Generalization is the primary objective of a classifier. Our models have greater generalizability and accuracy. Generalization could benefit from an improved sampler or loss function. In addition, generalization can be enhanced using input photos with more excellent width factors.

Resampling and cost-sensitive learning are useless due to the unbalanced dataset. By randomly choosing among classes, we may avoid hierarchical splitting for training and validation. The limited sample size for the worm class with the lowest population was one of the reasons we decided against it. To conserve or gain space in the final image, it is best to perform more in-depth analyses of the characteristics during preprocessing. The convolutional layer input quality ought to be improved as a result of lessening category preference, adding noise, or using other image-enhancing methods. Pads’ modest size causes them to add too much information to the image. Testing padding is possible because it may impact the outcomes. It is important to consider the group count, block count, and expansion factor. It would be wonderful to include a few additional simple classification models. We would have wanted to utilize a scheduler for the learning rate instead of a set learning rate. Therefore, during training, we did not configure the learning rate scheduler. Finally, we can adjust the weights of the loss function and resample to improve performance.

Conclusions

To categorize cyberattacks, we developed two CNN using the NF-UNSW-NB15-v2 dataset. This study intends to investigate the performance of CNNs created for IoT devices during cyberattacks and determine whether they may be utilized as anomaly-based IDS. Some studies reveal that the model can accurately categorize cyberattacks; in addition, the model might be used as IDS. In this research, we tested various approaches to enhance the accuracy of training different DL models on unbalanced datasets using resampling and cost-sensitive learning.

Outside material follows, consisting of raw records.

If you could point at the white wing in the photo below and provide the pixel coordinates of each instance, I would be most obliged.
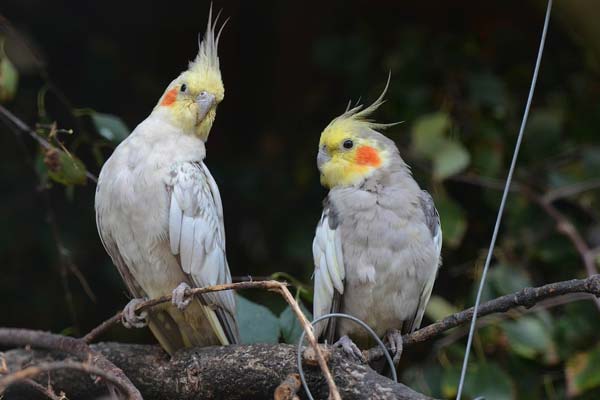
(197, 235)
(432, 220)
(329, 272)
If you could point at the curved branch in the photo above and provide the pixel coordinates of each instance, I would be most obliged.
(217, 372)
(527, 297)
(35, 370)
(280, 287)
(24, 337)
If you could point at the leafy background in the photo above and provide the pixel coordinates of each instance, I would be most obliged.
(460, 75)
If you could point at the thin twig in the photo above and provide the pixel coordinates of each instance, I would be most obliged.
(567, 228)
(570, 190)
(280, 287)
(23, 127)
(41, 389)
(34, 370)
(527, 297)
(26, 337)
(100, 329)
(310, 336)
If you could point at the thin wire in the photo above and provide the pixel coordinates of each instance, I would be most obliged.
(503, 202)
(358, 321)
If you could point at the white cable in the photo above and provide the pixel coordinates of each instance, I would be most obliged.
(503, 202)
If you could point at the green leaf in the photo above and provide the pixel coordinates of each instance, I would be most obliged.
(428, 134)
(454, 222)
(110, 127)
(583, 372)
(486, 380)
(451, 159)
(528, 336)
(289, 325)
(257, 323)
(488, 90)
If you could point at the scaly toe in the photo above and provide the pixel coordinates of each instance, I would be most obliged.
(130, 318)
(350, 348)
(179, 299)
(394, 339)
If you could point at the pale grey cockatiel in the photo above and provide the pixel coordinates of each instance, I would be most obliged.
(377, 246)
(159, 211)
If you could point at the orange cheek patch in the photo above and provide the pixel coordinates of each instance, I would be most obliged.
(169, 98)
(366, 155)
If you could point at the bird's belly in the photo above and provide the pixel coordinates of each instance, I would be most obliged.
(383, 295)
(138, 223)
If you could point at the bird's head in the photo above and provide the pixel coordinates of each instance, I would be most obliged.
(190, 101)
(351, 149)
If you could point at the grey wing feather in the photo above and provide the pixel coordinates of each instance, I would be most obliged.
(197, 235)
(330, 273)
(432, 220)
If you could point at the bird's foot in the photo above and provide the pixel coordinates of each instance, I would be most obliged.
(394, 338)
(130, 319)
(180, 300)
(350, 348)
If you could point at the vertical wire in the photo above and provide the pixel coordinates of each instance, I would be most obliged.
(503, 202)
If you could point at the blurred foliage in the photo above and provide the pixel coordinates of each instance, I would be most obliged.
(460, 75)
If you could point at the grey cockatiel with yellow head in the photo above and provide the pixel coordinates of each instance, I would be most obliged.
(159, 211)
(377, 246)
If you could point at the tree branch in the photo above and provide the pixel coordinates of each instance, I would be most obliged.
(222, 372)
(77, 347)
(272, 285)
(527, 297)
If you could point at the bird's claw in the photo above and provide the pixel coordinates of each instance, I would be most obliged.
(394, 338)
(180, 300)
(130, 319)
(350, 348)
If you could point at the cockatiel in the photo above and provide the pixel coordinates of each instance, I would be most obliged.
(377, 246)
(159, 211)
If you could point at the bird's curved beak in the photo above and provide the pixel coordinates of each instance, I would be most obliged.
(322, 157)
(205, 101)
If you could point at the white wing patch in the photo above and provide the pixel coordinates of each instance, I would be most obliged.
(432, 220)
(197, 235)
(330, 272)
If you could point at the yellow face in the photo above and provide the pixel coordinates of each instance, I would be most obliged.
(345, 158)
(192, 101)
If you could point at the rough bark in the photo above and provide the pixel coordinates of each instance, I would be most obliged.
(232, 372)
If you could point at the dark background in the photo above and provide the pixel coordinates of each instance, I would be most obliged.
(289, 68)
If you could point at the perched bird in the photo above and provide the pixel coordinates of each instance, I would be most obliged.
(377, 245)
(159, 212)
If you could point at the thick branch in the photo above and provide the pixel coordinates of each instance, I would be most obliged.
(230, 372)
(77, 347)
(280, 287)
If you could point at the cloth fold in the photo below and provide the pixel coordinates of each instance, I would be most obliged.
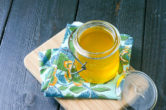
(58, 81)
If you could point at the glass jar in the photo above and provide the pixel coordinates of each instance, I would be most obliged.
(96, 45)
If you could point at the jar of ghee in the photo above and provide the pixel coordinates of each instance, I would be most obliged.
(97, 43)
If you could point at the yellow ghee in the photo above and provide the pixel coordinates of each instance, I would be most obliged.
(97, 40)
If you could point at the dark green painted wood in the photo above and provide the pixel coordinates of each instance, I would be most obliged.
(30, 23)
(126, 15)
(4, 11)
(154, 51)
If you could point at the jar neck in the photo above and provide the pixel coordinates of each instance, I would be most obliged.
(97, 55)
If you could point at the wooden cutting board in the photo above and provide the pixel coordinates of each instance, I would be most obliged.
(31, 63)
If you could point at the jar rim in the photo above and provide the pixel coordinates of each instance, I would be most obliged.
(86, 53)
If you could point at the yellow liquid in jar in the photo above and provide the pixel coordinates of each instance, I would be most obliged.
(97, 39)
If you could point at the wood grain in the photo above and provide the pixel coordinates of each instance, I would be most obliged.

Further research is required to determine the ideal weights and the potential for integrating resampling with cost-sensitive learning using a hybrid strategy. In this method, unbalanced datasets would be handled. Unbalanced datasets could be addressed by utilizing various splitting techniques or additional oversampling techniques that add more variance to the data using a different preprocessing technique without padding to avoid mistakes. The CNN uses filters that pass over the image allowing it the creation of larger images from fewer amounts of input. Depending on how the image is put together, this may lead to additional relationships between features.

Finally, there is another opportunity to research on fine-tuning the hyperparameters in CNN models. Since the Adam optimizer is the only one employed in this study, it is possible to investigate the usage of additional optimizers for training in order to increase the suggested models’ classification accuracy.

In the future, the development of more sophisticated CNN architectures designed specifically for IoT intrusion detection can be the subject of research. Designing networks that can effectively process heterogeneous data types from IoT devices, such as text, pictures, and sensor data, may be necessary to achieve this.